Now look closely again at Boettke’s explanation. I realize this may strike some as gloating, but that can’t be helped: What Boettke is saying is that the people who decided to “take it to the common man” have been so overwhelmingly successful that the particular spin they put on “Austrian economics” has drowned out what the other camp wants people to think the term signifies. After all, I’m guessing it’s not as if citations to Hayek or Kirzner have dropped in 2008 and 2009, relative to five years earlier. Rather, it’s that people like Peter Schiff, Ron Paul, and–dare I say it?–Lew Rockwell have gotten the term “Austrian economics” into the public discussion in a previously inconceivably short time frame. Ron Paul used the term on Jay Leno, for crying out loud!
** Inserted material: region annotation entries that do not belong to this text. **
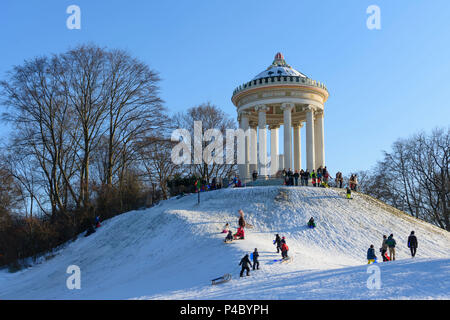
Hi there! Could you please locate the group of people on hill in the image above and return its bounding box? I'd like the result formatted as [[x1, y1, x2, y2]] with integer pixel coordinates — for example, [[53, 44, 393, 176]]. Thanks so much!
[[367, 231, 418, 264], [281, 166, 344, 188]]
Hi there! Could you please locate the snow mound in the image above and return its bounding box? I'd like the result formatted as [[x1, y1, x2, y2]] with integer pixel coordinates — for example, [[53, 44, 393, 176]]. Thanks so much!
[[0, 186, 450, 299]]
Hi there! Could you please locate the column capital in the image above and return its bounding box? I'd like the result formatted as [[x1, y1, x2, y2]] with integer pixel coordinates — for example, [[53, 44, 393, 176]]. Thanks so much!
[[314, 110, 323, 118], [255, 104, 270, 112], [281, 102, 295, 111], [248, 121, 258, 129]]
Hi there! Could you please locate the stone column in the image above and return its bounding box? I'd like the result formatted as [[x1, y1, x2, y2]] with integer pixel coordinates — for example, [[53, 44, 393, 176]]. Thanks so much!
[[294, 123, 303, 171], [306, 107, 317, 172], [249, 122, 258, 177], [238, 112, 250, 183], [281, 103, 294, 170], [270, 126, 279, 176], [314, 111, 325, 168], [255, 105, 269, 178]]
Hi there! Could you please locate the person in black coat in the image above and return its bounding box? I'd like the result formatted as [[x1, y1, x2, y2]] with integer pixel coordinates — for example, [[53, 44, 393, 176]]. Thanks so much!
[[253, 248, 259, 270], [239, 254, 252, 277], [408, 231, 417, 258]]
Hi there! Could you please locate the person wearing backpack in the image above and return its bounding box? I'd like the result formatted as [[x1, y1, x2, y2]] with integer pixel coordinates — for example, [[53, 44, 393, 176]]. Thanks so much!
[[408, 231, 417, 258], [386, 233, 397, 261]]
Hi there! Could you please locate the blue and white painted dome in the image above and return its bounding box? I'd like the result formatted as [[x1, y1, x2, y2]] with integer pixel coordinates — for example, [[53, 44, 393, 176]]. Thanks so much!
[[252, 52, 308, 80]]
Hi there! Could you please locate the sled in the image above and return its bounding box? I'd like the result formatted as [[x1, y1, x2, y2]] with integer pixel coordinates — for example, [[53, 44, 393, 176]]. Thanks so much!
[[281, 257, 294, 263], [211, 273, 231, 285]]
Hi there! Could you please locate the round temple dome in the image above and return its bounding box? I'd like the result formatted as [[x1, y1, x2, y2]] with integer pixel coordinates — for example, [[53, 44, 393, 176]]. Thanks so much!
[[252, 52, 307, 80]]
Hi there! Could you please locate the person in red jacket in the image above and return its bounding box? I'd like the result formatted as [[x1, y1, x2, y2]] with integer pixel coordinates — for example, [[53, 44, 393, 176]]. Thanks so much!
[[233, 227, 244, 239], [281, 242, 289, 259]]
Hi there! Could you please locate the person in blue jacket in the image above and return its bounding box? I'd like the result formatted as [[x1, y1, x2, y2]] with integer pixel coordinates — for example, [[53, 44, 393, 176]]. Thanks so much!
[[367, 244, 377, 264]]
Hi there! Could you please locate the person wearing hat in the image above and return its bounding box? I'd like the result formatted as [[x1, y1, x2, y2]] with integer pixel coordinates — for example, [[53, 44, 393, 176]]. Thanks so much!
[[386, 233, 397, 261], [239, 254, 252, 277], [281, 237, 289, 259], [367, 244, 377, 264], [253, 248, 259, 270], [380, 234, 389, 262], [273, 233, 281, 253], [408, 231, 417, 258]]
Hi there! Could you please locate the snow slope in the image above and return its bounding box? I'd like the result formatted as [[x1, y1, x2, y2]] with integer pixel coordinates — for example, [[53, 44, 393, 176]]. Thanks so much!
[[0, 186, 450, 299]]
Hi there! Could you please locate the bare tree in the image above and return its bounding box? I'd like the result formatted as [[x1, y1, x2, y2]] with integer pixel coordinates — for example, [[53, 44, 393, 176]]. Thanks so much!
[[175, 102, 236, 181], [364, 129, 450, 230]]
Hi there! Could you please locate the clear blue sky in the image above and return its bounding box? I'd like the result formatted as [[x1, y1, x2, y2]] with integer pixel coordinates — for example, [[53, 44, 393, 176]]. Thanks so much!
[[0, 0, 450, 173]]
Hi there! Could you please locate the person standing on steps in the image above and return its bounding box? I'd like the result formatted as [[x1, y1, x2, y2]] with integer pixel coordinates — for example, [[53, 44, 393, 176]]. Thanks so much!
[[380, 234, 389, 262], [281, 237, 289, 259], [239, 254, 252, 277], [273, 233, 281, 253], [253, 248, 259, 270], [386, 233, 397, 261], [408, 231, 417, 258], [294, 170, 300, 186]]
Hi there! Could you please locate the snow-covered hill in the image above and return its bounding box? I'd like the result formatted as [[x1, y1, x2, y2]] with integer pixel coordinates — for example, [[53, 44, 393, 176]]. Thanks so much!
[[0, 187, 450, 299]]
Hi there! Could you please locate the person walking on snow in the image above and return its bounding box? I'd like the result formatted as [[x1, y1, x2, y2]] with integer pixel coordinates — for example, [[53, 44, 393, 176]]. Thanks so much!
[[239, 209, 245, 229], [281, 241, 289, 259], [253, 248, 259, 270], [367, 244, 377, 264], [386, 233, 397, 261], [273, 234, 281, 253], [380, 235, 389, 262], [347, 186, 352, 199], [408, 231, 417, 258], [239, 254, 252, 277], [224, 230, 233, 242]]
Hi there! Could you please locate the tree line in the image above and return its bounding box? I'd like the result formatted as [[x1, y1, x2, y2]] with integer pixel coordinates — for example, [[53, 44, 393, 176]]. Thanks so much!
[[358, 127, 450, 231], [0, 44, 234, 265]]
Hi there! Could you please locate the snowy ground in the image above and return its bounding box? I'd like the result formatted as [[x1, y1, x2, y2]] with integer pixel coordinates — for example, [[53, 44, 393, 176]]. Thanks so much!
[[0, 187, 450, 299]]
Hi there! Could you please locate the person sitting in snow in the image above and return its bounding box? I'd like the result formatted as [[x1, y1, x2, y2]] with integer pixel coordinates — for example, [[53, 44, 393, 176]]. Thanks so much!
[[233, 227, 244, 240], [239, 254, 252, 277], [308, 217, 316, 229], [224, 230, 233, 242], [367, 244, 377, 264], [222, 223, 230, 233], [281, 241, 289, 259], [273, 233, 281, 253]]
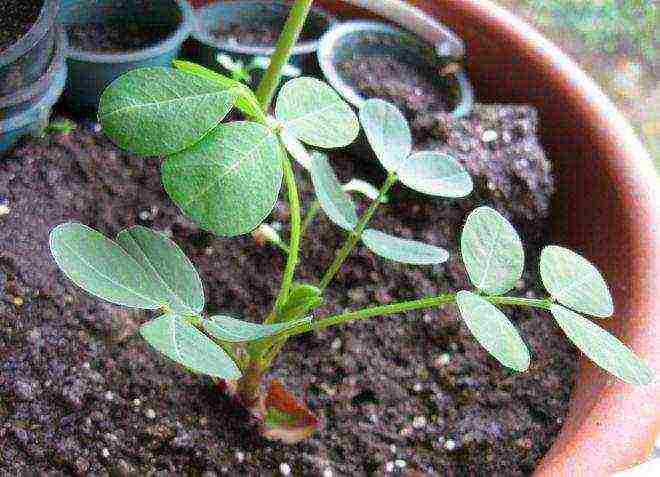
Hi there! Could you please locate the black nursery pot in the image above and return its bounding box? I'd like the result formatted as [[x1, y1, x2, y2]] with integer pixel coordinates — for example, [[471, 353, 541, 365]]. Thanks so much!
[[0, 0, 60, 96], [318, 20, 474, 118], [60, 0, 193, 112], [192, 0, 335, 79]]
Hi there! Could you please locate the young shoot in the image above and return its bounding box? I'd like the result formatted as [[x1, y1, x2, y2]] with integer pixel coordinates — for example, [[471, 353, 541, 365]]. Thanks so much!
[[50, 0, 654, 442]]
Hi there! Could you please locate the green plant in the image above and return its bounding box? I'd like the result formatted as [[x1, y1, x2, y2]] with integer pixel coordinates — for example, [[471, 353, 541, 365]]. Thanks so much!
[[50, 0, 653, 442]]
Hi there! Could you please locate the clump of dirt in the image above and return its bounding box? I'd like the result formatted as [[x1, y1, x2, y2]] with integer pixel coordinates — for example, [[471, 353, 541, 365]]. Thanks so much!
[[0, 95, 576, 475], [67, 22, 177, 53], [0, 0, 44, 53], [211, 16, 319, 47]]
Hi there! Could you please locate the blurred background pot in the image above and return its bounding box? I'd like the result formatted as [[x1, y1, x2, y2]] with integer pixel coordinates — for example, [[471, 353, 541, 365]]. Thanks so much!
[[319, 0, 660, 477], [192, 0, 334, 81], [0, 32, 67, 156], [318, 21, 474, 118], [60, 0, 193, 112], [0, 0, 59, 96]]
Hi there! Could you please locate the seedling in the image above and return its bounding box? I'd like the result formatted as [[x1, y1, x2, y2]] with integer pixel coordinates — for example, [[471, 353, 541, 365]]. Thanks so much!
[[50, 0, 653, 442]]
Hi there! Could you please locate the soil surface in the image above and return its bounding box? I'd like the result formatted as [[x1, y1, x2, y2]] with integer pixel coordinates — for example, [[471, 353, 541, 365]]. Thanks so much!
[[0, 0, 44, 53], [211, 17, 319, 46], [337, 36, 458, 119], [67, 22, 177, 53], [0, 88, 576, 476]]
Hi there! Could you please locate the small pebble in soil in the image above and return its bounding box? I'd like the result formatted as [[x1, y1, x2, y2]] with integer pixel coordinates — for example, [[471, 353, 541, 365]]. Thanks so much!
[[413, 416, 426, 429], [0, 197, 11, 217]]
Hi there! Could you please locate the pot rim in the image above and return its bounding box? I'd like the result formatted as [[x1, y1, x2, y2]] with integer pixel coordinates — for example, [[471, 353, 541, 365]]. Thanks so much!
[[0, 27, 66, 110], [0, 52, 67, 133], [192, 0, 337, 56], [0, 0, 60, 68], [66, 0, 194, 64]]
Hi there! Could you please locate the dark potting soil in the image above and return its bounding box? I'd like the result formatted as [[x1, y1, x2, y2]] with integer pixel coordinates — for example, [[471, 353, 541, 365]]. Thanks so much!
[[67, 22, 176, 53], [0, 0, 44, 53], [0, 99, 576, 476], [337, 46, 458, 120], [211, 18, 319, 46]]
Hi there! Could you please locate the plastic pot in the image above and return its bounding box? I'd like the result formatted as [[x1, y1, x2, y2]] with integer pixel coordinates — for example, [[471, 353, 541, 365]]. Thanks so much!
[[60, 0, 193, 111], [0, 38, 67, 156], [193, 0, 334, 77], [318, 20, 474, 118], [0, 27, 66, 120], [0, 0, 59, 96], [319, 0, 660, 477]]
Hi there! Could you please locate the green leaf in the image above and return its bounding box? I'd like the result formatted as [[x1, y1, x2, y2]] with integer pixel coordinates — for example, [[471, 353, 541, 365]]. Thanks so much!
[[275, 77, 360, 149], [456, 291, 530, 371], [117, 225, 204, 315], [203, 315, 312, 343], [50, 222, 166, 310], [140, 314, 241, 380], [163, 122, 284, 237], [362, 229, 449, 265], [461, 207, 525, 295], [310, 152, 358, 231], [540, 245, 614, 318], [99, 67, 236, 156], [344, 179, 388, 204], [278, 283, 323, 321], [172, 60, 266, 121], [360, 99, 412, 172], [398, 151, 472, 198], [550, 305, 654, 385]]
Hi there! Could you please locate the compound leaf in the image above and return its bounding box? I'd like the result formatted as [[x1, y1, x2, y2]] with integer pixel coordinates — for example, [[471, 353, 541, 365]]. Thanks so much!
[[275, 77, 360, 149], [362, 229, 449, 265], [117, 225, 204, 315], [162, 122, 284, 237], [456, 291, 530, 371], [461, 207, 525, 295], [398, 151, 472, 198], [310, 153, 358, 231], [50, 222, 165, 310], [550, 305, 654, 385], [99, 67, 236, 156], [140, 314, 241, 380], [172, 60, 266, 119], [360, 99, 412, 172], [540, 245, 614, 318], [204, 315, 312, 343]]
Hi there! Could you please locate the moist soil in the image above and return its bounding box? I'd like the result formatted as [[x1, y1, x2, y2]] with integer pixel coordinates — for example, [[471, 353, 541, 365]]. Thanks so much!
[[67, 22, 177, 53], [0, 0, 44, 53], [211, 18, 318, 47], [0, 90, 576, 476], [337, 35, 459, 120]]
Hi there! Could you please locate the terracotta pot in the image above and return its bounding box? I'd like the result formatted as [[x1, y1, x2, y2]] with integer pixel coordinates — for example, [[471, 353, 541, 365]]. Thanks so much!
[[188, 0, 660, 477]]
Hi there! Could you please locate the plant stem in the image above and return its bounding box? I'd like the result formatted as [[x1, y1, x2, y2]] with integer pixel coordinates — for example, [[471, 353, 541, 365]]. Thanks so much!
[[265, 139, 301, 323], [301, 200, 321, 235], [282, 293, 552, 338], [257, 0, 314, 111], [319, 172, 398, 290]]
So it is a bit exasperating when Boettke et al. decide to split off precisely when the strategy that others have been pushing has paid off so incredibly. Just to make sure my point is clear, let me say this: Five years ago, presumably Boettke et al. did not endorse the things being said in the name of “Austrian economics” referring to the evils of central bankers, the wickedness of George Bush, the dastardliness of Abraham Lincoln, etc. But they didn’t bother to change the label back then. It is only now, when the “take it to the public” strategy has been so much more successful than the “let’s take over the econ journals” strategy, that they have to disassociate themselves from the self-styled Austrians who are ostensibly pushing a narrow meaning of the term.
* Last point: When I become a rock star economist and can start charging for access to this blog, do I have to wait until January 1, 2020 before changing its name?!